1. The full title is The Lion Dog of Malta, The Last of Its Tribe. I do not know how the public then would have understood the tag-line but it suggests, on the esoteric level, that Landseer disliked the new artistic trends of his time and considered himself the last in the grand tradition of great masters.

2. Goffen demonstrated how Titian had a special sense of identification with Mary Magdalene, even writing letters to his patrons as though the saint was his personal envoy and intercessor. In fact, as Freke and Gandy show, other men have identified with her too. Rona Goffen, Titian’s Women (New Haven: Yale University Press) 1997, p.8-11, 178, 185; Timothy Freke and Peter Gandy, Jesus and the Goddess: The Secret Teachings of the Original Christians (London: Thorsons) 2002, p. 148

3. See entry on Titian's Mary Magdalene (c.1530-60).

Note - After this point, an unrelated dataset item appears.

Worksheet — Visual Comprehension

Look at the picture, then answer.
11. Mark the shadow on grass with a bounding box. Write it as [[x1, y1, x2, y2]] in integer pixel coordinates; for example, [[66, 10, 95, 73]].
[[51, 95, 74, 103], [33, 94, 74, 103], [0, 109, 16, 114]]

4. As one example, the Gospel of St. Matthew records: “And the disciples came and said unto him: “Why speakest to them in parables?” He answered and said unto them: “Because it is given unto you to know the mysteries of the kingdom of heaven, but to them it is not given.….Therefore I speak unto them in parables because they seeing see not, and hearing they hear not, neither do they understand.” St. Matthew 13:10-14

Reader Comments

Hallo.
On determining the difference between art and illustration, I have been toying with the idea that by definition and every piece that I have seen, conceptual art is mere illustration- the illustration of a concept which renders it as having no place in art.
Thank you for the great article, the last of his tribe indeed.

Sven Theunissen
05 Dec 2013

Thanks, Sven. That’s an interesting idea I’ll have to think about.